Spurgeon - Wed Dec 01, 2021 12:17 AM
I was sent something that I am trying to understand fully.
It seems like Spurgeon is supporting Theonomy.
https://books.google.ca/books?id=kH...as%20before%20the%20Lord....&f=false
Quote
More recently, moving into the nineteenth century, the theonomic logic of an evangelical legend, the great Baptist preacher, Charles Haddon Spurgeon, is abundantly clear. This great Victorian churchman known to many historians as, ‘the last of the Puritans’ wrote a political manifesto that contemporary missiologists would do well to read. Spurgeon held that the civil sphere, like every other, was to be under the absolute sovereignty of God and his law: I long for the day when the precepts of the Christian religion shall be the rule among all classes of men and all transactions. I often hear it said, ‘do not bring religion into politics.’ This is precisely where it ought to be brought and set there in the face of all men as on a candlestick. I would have the cabinet and members of Parliament do the work of the nation as before the Lord....44 It was the precepts of the law of God that was Spurgeon’s primary concern in this statement. This is evident in his published political philosophy for the Christian, (which was prompted by the Education Bill of 1870 concerning the state takeover of education) which he framed in the form of a series of penetrating questions.

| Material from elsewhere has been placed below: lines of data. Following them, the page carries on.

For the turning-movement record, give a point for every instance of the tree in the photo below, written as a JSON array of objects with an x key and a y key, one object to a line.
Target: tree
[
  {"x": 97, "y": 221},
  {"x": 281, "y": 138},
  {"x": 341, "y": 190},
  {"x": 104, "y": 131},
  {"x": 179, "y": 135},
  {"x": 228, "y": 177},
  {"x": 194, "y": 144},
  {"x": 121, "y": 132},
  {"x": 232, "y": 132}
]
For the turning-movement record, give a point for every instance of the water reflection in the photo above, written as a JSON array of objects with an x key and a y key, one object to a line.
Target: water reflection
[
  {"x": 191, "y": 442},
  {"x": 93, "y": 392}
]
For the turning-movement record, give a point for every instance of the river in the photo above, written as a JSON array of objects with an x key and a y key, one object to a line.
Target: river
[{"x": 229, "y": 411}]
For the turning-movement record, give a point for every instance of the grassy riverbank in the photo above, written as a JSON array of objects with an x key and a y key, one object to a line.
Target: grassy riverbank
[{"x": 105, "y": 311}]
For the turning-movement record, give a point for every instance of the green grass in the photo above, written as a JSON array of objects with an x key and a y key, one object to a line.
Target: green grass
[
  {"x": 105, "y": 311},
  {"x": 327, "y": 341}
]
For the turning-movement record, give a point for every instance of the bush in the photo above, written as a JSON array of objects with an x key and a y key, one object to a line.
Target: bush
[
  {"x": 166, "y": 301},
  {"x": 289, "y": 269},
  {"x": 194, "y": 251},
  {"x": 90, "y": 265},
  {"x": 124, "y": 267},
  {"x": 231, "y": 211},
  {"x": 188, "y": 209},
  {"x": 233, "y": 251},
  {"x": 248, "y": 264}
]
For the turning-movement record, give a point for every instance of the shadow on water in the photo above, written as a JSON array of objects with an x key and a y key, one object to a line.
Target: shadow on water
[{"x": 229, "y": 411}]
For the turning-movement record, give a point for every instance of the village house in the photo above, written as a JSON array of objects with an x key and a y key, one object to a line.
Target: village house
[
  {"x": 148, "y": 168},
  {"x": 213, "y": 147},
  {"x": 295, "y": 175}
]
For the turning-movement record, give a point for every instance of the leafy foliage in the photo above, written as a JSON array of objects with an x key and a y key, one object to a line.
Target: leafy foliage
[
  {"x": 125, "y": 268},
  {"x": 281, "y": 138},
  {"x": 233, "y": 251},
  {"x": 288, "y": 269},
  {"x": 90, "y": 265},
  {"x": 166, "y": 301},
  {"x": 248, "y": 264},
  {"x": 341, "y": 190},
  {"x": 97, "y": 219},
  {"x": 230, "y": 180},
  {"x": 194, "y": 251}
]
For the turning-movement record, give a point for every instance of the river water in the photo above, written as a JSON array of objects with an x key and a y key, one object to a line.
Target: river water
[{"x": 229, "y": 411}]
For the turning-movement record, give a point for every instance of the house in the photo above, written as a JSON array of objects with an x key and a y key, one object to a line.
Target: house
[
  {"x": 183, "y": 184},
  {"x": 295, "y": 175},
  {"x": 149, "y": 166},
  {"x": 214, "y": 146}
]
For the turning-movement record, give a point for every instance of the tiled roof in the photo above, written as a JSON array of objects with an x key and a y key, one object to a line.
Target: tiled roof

In the first question he asks, “are not all mankind under law to God, and where and when did the king of all the earth announce that nations were to be free from His control, and free from all recognition of His existence and authority.” 45 In his third question he asks regarding the nation state and private companies, “are not both government and the company still bound to the laws of God; as for instance, that which allots for one day in seven for rest...if it be true, that both are free from the allegiance to the law of God, where is this affirmed or implied in Scripture?” 46 In questions five and six he recognizes clearly that the rejection of Christian civil law is the de facto establishment of religious atheism that would inevitably persecute the Christian faith.47 Thus in question eleven he asks, “is it not true that Parliaments, and kings and nations, may say, ‘Let us break his bands asunder and cast his cords from us,’ such language ill becomes Christian men.” 48 Lewis Drummond correctly summarises the source of Spurgeon’s convictions: “That philosophy grew out of his basic theology, namely, that God is sovereign over all of life, and that includes politics, business, the home and every other aspect of one’s being.”
It seems like Spurgeon is supporting Theonomy.